Multi-sports venue in Podgorica, Montenegro

Morača Sports Centre (Montenegrin: Sportski centar Morača, Спортски центар Морача) is a multi-sports venue that is located in Podgorica, Montenegro.

The venue is located in the new part of Podgorica, on the right bank of Morača River, after which it got its name. Construction of the sports complex began in 1978, and various sporting facilities are scattered within it, across a five hectare area. Besides being a sports venue, Morača Sports Centre also hosts various concerts and events.

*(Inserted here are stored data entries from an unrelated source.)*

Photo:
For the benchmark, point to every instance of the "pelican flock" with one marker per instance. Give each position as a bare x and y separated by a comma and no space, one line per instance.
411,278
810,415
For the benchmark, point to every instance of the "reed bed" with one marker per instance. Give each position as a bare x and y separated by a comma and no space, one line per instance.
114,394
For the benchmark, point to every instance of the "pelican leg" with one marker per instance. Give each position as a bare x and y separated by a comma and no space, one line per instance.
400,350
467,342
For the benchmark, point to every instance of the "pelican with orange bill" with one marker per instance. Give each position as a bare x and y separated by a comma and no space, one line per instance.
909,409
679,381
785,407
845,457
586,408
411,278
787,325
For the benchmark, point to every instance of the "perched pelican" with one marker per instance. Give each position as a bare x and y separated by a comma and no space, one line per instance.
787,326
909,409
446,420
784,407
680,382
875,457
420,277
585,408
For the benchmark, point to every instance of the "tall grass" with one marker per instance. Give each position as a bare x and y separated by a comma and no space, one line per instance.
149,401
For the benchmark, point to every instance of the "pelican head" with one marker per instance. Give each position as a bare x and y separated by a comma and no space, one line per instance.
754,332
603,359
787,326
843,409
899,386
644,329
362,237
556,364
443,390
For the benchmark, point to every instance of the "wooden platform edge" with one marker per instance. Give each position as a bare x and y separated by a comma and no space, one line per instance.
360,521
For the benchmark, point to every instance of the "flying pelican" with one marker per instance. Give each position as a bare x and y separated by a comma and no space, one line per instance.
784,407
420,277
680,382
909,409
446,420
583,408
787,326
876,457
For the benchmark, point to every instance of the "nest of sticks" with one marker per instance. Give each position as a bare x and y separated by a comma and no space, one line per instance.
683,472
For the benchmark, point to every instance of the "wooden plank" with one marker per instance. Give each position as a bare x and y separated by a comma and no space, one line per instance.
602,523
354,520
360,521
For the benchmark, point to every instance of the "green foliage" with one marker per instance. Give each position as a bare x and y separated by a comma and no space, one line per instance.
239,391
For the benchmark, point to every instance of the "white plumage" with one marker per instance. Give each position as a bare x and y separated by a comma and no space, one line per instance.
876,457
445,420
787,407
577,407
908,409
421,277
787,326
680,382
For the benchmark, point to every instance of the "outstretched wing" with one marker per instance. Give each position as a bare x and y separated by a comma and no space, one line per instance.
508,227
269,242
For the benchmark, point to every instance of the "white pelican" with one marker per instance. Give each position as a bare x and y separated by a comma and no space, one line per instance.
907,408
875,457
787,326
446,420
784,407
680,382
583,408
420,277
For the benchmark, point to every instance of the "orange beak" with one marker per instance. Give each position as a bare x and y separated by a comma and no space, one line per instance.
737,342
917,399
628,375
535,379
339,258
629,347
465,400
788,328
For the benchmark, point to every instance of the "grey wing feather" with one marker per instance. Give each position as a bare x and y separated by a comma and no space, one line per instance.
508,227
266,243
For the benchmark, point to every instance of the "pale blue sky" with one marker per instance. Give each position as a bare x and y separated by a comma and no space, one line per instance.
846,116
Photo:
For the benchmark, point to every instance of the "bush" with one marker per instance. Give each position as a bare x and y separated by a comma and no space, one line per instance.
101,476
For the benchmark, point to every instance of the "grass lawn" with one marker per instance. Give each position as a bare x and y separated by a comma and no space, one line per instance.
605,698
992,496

Since September 2024, the arena has been renamed M Tel Morača Arena after its general sponsor. In the following period, in addition to sports events, other manifestations were held as well, such as concerts by major musical performers from the former Yugoslav region.

==History==
The new venue was inaugurated with a friendly basketball game between the Yugoslav national team and Wichita State University.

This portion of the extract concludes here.